How not to hire your first data scientist - gk1
https://medium.com/@mrogati/how-not-to-hire-your-first-data-scientist-34f0f56f81ae#.bhm4eqeif
======
arca_vorago
This is why I think my current goal of a pivot from 10+ year senior sysadmin
to data science (just starting up my BS in it) will make me an ideal data
scientist. I already understand the issues between devs, engineers and the
C-suite. I already understand the backend infrastructure and security setups,
and if they don't exist I understand how to set them up and what that
involves.

I also am hoping to avoid the scenario the article states in which the data
scientist has only learned how to work on academic data sets. That's not good
enough for me. I intend to work with real world data sets, and am currently
angling to focus on financial and political ones for maximum ROI to myself as
I learn.

Primarily though, I think it's a failure of CTO's/CIO's to fullfil the role of
mediator between the board room and C-level and the rest of the company.

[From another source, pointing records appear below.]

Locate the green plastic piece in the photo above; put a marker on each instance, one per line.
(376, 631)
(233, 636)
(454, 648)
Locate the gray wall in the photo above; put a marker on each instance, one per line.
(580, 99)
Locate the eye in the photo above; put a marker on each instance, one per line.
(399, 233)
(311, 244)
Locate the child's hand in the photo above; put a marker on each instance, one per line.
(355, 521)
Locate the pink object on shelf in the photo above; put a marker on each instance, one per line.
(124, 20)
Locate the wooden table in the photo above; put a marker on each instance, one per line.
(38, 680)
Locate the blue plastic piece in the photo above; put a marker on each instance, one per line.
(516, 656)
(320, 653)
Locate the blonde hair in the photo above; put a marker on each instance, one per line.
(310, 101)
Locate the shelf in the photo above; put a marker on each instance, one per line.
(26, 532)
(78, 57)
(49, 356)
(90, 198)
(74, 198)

I've
seen it time and time again in IT. The guru who wants to fix problems is
stuck, out of their element, trying to convince the C's to go down path X.
It's a management issue. In the end, it seems to me that the end result of a
data scientist is to give the CTO/CIO the one paragraph summary that gives the
rest of the C's or the board the insight they need to advance the business
interests. I'm still learning though, so I may change my mind about that.